I will satisfy myself by observing that the thriller opens with drama critic Walter Craig on a beach vacation, perhaps, he feels, his last for a long while because of German mobilization on the continent. Cruising in a chartered fishing boat captained by Big Logan, Craig is yanked overboard by a huge black shape. Later on a walk Craig has an encounter with a stiff strict guy who speaks English a little too precisely. Soon enough, Craig and Big Logan find out they must do their bit to foil Nazi plans to attack a rendezvous of Royal Navy ships in the North Sea.
I like old thrillers because Innes creates plausible characters who are human beings, not Men of Steel like Jack Reacher. To his credit, Innes varies the narrative voices with the dispatches of Maureen Weston, a tough Irishwoman and journalist colleague of Craig. Big Logan is a great sidekick, strong, brave, and smart. Because this was written early on in the war in 1940, Innes persuasively conveys the atmosphere of the UK on the brink of war.
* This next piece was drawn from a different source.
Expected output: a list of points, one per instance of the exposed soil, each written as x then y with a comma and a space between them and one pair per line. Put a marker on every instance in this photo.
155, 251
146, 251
People know that war with Hitlerism is inevitable, but they still feel a chill once war is declared.
Innes is skillful in ratcheting up tension. Some of the tropes used convince us readers that Innes must have read Conan Doyle and H.G. Wells in his younger days. In his own time Innes worked the action thriller patch along with Geoffrey Household, Victor Canning, and Alistair MacLean. In our era similar writers are James Rollins and Clive Cussler. A reader looking a cracking WWII era thriller won’t go wrong with this one.